To backtrack, I have lived with multiple mental illnesses for my entire life. They have caused me incredible suffering for as long as I can remember, but I try not to dwell on that. The earliest diagnoses were OCD, Tourette Syndrome, and Generalized Anxiety Disorder. I was seven years old. ADHD and Major Depression were added to my repertoire in Grade 10. I say “repertoire” to describe my collection of mental illnesses because my illnesses are parts of me that I am tirelessly aiming to master so that I can use them to encourage positive change in the fight against stigma.

I think of the process of embracing my experience with mental illness as if I were a musician. Musicians put together collections of pieces of music that will help to develop and showcase what they can offer on a public stage. A good musician keeps in mind that some pieces may be more challenging than others but that those tough ones will often be well worth the extra effort. It’s the same with my health problems. Maybe I have a few more health problems than the average 18-year-old, but how awesome is it that I can use that fact to initiate this conversation about mental health and mental illness in an informative, raw, and relatable fashion? I think it’s very awesome.

I always say, mental illness is not who I am but it is what I experience. For the past year, I have been learning to hone in on my flaws and my gifts in a mindful way. Not all of my flaws concern my diagnoses and some of my gifts actually do. I don’t believe that people’s shortcomings are directly correlated with the social, medical, or societal labels that are put on them. If I did I’d be perpetuating stereotypes that stem straight from ignorance. That’s why I’m all about education through story-telling. I try to use the good parts and the bad parts of what I’m going through when I tell my story so that I can allow for an unpolished experience of mental illness to be noticed by whoever is interested.

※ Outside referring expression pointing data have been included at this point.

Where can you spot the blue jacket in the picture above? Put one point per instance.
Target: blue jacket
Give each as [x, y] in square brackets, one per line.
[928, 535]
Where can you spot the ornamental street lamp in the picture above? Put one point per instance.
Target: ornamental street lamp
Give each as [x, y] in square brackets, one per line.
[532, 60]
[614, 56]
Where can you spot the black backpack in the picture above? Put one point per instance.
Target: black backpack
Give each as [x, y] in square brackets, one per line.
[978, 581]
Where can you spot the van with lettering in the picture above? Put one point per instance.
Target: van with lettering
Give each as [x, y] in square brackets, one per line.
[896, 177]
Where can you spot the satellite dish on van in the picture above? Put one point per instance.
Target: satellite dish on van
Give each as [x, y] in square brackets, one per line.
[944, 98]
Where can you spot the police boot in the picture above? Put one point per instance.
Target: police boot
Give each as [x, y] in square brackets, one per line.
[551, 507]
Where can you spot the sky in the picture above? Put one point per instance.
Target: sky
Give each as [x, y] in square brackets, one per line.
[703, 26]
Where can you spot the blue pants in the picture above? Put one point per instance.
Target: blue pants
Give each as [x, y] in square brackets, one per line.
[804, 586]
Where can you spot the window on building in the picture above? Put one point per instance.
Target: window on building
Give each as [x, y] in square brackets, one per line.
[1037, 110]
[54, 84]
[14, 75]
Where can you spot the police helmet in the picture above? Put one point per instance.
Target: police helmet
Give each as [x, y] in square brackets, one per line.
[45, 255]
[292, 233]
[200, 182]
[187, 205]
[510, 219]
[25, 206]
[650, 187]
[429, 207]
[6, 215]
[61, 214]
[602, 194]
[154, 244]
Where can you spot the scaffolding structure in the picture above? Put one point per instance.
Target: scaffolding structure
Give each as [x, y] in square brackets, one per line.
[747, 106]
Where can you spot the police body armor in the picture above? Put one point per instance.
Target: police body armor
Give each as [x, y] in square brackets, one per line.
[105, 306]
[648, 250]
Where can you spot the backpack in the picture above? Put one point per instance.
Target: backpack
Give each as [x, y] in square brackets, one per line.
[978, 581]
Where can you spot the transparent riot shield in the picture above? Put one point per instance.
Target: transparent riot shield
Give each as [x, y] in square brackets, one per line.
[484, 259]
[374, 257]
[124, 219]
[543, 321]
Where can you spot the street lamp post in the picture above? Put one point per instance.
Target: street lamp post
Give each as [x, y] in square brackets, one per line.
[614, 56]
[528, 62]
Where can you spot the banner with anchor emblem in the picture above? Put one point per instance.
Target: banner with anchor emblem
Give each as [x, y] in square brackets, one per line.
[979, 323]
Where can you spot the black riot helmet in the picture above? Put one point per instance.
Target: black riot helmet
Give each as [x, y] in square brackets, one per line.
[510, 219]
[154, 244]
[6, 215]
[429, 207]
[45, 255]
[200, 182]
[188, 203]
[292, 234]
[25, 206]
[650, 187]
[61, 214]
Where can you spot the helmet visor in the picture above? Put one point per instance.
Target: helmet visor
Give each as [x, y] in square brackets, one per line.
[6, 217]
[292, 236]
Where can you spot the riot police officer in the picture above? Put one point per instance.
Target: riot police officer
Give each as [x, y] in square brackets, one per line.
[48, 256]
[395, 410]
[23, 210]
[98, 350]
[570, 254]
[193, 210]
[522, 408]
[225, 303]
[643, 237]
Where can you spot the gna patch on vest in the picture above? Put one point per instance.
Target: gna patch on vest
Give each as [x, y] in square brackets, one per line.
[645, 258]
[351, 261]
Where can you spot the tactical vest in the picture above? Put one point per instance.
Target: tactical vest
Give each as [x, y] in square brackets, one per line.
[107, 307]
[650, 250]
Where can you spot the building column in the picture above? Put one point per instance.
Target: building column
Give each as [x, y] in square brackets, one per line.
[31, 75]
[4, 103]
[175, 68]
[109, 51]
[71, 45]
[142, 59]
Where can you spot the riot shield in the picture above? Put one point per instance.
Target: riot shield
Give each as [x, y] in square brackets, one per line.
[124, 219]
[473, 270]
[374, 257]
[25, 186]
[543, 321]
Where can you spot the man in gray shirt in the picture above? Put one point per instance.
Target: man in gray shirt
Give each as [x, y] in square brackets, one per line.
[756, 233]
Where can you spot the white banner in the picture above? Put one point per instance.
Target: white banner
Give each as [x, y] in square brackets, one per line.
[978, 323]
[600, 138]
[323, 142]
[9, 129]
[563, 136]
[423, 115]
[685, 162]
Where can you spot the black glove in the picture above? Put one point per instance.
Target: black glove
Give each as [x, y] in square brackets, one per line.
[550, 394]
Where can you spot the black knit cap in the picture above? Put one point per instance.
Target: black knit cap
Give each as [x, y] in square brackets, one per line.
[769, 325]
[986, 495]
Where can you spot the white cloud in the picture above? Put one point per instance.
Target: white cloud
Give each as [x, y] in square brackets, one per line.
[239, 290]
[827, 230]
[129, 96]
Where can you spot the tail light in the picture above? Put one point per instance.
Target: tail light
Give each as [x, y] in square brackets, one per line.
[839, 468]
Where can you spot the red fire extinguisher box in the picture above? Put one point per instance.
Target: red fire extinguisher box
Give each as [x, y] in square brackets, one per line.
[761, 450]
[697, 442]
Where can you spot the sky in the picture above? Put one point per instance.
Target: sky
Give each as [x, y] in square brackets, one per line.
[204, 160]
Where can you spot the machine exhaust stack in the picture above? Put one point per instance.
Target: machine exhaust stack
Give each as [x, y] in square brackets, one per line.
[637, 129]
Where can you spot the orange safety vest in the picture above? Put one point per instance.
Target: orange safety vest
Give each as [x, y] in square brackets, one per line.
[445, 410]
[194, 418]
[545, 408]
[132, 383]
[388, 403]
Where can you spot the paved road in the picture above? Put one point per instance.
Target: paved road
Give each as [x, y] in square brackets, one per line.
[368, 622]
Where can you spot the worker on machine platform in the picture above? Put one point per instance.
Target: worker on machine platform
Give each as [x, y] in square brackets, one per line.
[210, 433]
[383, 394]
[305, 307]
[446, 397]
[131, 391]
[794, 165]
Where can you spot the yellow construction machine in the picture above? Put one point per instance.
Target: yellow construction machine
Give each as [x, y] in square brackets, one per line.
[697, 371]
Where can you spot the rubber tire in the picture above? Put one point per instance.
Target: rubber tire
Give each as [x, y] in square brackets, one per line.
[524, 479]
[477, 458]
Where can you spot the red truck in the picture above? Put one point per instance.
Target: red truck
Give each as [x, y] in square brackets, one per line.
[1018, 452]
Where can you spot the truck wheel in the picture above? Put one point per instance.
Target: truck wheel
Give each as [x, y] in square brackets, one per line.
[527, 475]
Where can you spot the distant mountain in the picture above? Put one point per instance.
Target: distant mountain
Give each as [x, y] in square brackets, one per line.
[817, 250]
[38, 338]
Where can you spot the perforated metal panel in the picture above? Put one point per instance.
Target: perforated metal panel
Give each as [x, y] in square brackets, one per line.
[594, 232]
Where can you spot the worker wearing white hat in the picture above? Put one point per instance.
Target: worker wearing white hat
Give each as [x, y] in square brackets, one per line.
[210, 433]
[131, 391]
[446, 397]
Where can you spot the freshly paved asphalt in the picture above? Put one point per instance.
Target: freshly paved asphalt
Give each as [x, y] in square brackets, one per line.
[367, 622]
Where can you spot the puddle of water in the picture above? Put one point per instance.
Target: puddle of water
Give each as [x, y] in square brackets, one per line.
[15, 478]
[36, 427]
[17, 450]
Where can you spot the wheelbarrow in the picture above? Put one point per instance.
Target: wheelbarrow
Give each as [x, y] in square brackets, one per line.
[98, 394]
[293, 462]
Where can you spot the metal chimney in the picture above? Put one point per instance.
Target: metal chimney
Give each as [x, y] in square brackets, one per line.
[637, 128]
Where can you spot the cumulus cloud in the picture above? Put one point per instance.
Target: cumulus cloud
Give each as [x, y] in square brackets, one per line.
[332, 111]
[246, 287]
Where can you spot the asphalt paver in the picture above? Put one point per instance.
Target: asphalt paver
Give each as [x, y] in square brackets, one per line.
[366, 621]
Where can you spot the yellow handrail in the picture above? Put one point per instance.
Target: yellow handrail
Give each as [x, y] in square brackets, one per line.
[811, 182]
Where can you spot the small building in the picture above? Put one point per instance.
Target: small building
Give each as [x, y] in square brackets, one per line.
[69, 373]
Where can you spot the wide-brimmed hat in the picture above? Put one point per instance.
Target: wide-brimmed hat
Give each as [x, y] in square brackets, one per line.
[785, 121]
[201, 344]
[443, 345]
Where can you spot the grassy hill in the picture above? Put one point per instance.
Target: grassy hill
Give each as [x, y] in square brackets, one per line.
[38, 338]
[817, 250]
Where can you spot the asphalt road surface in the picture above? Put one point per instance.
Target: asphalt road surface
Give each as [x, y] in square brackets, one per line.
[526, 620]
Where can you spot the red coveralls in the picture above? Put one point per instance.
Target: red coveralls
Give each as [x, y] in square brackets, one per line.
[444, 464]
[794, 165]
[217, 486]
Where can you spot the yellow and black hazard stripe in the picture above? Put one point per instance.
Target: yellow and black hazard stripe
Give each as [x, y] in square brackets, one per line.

That’s where #ThisIsTheDay comes in. An Instagram account, a website, and a book. Those are my main projects right now. They’re the advocacy components of my personal objectives for this year. I haven’t always considered myself to be a creative person. The idea of being creative almost made me gag at certain points in my life because I was so fixed on representing myself through hard facts and logic. Over the last few years, I’ve realized that everyone is creative in their own way and that creativity can be used for a lot of purposes. My identity these days is based on my writing and my writing leads me on many different paths, all of them involving forms of advocacy, leadership, and teaching.

As dramatic as it may sound, I like to think of my mental illness as the catalyst for the establishment of my life purpose. I didn’t have a life worth living for what seemed like forever. I was a slave to the symptoms of my mental illnesses and I didn’t know how to stand up to the war inside my brain.

Now I have gathered a lot of the skills necessary to pick myself up from the depths of despair and I am using the momentous brain power that has resulted from a healthier mind to be there for other young people in similar situations. I know it’s hard. Your struggle and my struggle are valid. The fact of the matter is that the stigma of mental illness and mental health will be beat. There’s no doubt in my mind that we will get there. If I’ve learned anything while on this journey though, it’s that we have to work together. #ThisIsTheDay we get to work as a team, united by our common struggle and by our long-anticipated victory in the fight against stigma. I’m excited!